A Philosophy of Software Design: i punti deboli

Lungi dal voler confutare il parere di un luminare ma va detto che alcuni capitoli sono quanto meno degni di essere affrontati con spirito critico.

In particolare:

  • I commenti. Secondo l’autore, ogni singolo elemento del codice deve essere commentato. Questo capitolo è uno dei più densi dell’intera opera e va in contrasto con diversi principi del design, tra i quali Uncle Bob. Il tema mi ha appassionato e ne ho parlato anche su Linkedin.
  • Best practice. Lo spazio che il testo dedica al testing è molto ridotto, lo spazio dedicato alla documentazione è scarno, tutto quanto riguardi la sicurezza (oltre che le performance, che invece è tema ampiamente trattato) è assente. Una scelta forse curiosa, forse dettata dalla volontà di tenere il testo sotto le 200 pagine.
  • Challenge. L’autore sceglie esempi che suffragano le sue idee e concetti. Mi sarebbe piaciuto trovare anche qualche punto di vista alternativo, magari da smontare riga per riga per apprezzare la differenza di approccio e risultati.

Un libro da avere?

Secondo me sì. Una lettura rapida, pregna di significato, e anche un po’ diversa dai soliti approcci altisonanti che troppo spesso offuscano la materia.

L’autore

John Kenneth Ousterhout è professore di informatica all’Università di Stanford.

Ha fondato Electric Cloud con John Graham-Cumming.

Ousterhout è stato professore di informatica all’Università della California, Berkeley, dove ha creato il linguaggio di scripting Tcl e il toolkit per widget indipendenti dalla piattaforma Tk.

Ousterhout ha guidato il gruppo di ricerca che ha progettato il sistema operativo sperimentale Sprite e il primo file system strutturato in log.

Ha anche guidato il team che ha sviluppato il programma di progettazione assistita da computer (CAD) Magic VLSI.

L’autore ha conseguito la laurea in fisica presso l’Università di Yale nel 1975 e il dottorato in informatica presso la Carnegie Mellon University nel 1980.

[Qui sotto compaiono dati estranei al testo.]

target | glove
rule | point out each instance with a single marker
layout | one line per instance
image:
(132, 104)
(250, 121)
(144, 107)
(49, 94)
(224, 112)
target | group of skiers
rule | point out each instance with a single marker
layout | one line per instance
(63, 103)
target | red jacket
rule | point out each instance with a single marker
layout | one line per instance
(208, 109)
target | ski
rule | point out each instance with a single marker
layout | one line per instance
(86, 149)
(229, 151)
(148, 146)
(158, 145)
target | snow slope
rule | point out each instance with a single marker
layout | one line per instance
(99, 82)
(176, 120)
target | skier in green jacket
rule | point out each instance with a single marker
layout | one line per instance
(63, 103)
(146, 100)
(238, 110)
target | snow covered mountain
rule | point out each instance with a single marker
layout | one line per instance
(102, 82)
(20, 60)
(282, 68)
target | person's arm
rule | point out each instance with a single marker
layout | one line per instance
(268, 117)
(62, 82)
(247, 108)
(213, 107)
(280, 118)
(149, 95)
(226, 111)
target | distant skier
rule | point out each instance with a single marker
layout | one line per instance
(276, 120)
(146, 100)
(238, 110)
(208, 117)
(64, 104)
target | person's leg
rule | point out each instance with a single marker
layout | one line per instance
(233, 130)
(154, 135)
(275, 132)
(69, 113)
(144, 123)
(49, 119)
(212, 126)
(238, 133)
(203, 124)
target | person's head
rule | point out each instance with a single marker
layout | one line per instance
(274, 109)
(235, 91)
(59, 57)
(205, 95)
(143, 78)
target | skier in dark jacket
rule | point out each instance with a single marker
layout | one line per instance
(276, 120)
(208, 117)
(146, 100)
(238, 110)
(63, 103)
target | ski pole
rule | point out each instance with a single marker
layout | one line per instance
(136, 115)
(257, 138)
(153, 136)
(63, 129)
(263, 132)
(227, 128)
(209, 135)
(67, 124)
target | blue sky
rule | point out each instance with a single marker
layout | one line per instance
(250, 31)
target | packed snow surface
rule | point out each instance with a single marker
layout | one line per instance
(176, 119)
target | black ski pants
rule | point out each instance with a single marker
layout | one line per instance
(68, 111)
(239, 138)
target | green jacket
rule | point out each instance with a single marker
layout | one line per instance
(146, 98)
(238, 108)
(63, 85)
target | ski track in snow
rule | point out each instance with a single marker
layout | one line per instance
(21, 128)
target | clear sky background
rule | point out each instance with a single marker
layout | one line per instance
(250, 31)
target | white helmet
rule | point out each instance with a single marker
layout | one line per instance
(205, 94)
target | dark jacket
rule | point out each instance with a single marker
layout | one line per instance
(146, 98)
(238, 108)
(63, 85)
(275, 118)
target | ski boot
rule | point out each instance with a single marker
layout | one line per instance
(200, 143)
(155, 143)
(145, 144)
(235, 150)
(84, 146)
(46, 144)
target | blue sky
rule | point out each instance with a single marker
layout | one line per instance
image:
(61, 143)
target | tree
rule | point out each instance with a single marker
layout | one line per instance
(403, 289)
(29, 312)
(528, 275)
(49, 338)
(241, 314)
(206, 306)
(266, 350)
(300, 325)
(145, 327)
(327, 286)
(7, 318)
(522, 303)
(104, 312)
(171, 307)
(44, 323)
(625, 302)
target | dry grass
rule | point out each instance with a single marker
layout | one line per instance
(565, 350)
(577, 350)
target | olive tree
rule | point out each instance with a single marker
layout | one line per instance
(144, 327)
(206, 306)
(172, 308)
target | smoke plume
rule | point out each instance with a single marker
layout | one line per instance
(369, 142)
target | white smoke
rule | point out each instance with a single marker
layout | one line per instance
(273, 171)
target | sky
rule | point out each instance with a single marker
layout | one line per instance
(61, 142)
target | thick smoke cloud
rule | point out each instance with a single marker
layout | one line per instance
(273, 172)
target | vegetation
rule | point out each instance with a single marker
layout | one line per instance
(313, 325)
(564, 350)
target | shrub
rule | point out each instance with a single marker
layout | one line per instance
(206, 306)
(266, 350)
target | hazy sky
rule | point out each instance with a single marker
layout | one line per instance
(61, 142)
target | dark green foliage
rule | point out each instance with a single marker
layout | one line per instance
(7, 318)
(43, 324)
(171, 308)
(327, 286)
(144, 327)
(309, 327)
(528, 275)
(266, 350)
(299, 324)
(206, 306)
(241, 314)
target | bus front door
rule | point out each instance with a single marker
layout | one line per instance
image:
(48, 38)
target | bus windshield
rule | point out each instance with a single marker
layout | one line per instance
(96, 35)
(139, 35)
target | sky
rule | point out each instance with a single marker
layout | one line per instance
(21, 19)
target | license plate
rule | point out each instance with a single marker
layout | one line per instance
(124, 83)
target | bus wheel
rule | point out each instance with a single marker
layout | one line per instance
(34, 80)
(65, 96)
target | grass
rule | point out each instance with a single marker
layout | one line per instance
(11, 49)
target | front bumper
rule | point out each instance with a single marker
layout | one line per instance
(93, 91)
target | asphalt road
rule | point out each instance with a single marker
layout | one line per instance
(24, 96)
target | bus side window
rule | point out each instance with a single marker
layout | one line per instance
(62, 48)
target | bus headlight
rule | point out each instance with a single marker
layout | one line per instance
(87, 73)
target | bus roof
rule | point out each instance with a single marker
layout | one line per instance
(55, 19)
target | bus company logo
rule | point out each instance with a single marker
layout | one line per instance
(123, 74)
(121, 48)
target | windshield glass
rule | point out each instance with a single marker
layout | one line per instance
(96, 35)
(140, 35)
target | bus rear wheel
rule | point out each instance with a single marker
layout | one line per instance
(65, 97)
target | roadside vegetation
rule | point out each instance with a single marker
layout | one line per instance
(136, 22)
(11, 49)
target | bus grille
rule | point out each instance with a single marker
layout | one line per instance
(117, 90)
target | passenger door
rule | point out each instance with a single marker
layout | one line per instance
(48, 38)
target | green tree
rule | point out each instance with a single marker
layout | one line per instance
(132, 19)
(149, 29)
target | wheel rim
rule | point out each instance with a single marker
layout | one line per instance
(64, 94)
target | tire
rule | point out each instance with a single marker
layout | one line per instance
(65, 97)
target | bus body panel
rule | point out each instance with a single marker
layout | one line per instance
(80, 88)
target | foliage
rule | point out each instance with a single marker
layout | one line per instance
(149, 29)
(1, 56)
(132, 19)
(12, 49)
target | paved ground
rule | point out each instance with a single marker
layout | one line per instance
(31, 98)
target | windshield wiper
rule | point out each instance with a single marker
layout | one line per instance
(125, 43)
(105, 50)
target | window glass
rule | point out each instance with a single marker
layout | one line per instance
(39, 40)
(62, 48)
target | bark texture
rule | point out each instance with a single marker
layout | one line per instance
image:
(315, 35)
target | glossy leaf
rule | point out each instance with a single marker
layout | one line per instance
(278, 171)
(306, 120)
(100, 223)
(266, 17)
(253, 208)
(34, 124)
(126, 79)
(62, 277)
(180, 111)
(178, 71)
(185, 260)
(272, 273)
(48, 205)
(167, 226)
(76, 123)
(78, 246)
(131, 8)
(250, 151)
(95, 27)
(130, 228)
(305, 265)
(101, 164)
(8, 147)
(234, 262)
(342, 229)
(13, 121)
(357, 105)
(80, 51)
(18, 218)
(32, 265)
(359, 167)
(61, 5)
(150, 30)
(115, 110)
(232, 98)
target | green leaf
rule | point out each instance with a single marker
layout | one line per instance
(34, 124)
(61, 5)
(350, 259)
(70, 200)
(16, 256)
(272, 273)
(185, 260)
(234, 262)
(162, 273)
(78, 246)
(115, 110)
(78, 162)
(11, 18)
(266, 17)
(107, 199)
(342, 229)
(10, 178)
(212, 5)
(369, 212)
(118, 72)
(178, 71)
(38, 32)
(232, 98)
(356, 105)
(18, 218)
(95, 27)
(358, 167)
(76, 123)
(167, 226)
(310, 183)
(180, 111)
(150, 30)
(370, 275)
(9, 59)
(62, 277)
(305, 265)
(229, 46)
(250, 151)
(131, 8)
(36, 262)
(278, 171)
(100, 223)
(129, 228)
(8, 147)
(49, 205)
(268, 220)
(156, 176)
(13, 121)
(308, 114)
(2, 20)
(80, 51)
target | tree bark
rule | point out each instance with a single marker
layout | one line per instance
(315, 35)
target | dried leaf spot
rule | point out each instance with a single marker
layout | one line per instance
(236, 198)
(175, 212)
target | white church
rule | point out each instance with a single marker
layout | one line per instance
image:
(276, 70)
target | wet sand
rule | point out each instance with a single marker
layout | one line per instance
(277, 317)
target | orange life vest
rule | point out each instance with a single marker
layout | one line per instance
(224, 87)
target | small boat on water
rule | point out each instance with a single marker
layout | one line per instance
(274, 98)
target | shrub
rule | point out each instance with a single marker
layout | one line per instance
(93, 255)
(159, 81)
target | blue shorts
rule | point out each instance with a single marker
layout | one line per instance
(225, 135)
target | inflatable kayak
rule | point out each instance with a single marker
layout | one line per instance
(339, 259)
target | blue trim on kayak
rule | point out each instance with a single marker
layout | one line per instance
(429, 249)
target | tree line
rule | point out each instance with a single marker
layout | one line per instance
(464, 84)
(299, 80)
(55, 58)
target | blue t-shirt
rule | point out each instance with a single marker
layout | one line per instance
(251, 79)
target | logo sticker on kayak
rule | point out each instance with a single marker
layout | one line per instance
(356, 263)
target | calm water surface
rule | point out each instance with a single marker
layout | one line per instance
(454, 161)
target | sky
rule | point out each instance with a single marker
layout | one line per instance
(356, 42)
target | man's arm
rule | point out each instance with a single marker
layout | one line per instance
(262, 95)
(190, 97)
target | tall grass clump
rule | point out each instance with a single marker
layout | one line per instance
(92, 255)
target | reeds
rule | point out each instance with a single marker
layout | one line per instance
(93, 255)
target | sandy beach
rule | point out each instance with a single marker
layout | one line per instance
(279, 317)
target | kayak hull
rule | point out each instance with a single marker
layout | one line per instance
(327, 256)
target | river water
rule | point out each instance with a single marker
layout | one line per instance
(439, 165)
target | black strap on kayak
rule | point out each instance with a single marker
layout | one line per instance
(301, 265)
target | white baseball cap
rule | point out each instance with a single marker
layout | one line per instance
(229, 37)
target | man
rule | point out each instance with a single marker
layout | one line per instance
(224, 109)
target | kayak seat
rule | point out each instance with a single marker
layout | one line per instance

Nel 1987 Ousterhout ha ricevuto il Grace Murray Hopper Award per il suo lavoro sui sistemi CAD di automazione della progettazione elettronica per circuiti integrati su larghissima scala. Per lo stesso lavoro, nel 1994 è stato nominato Fellow dell’Association for Computing Machinery. Ousterhout è stato eletto membro della National Academy of Engineering nel 2001.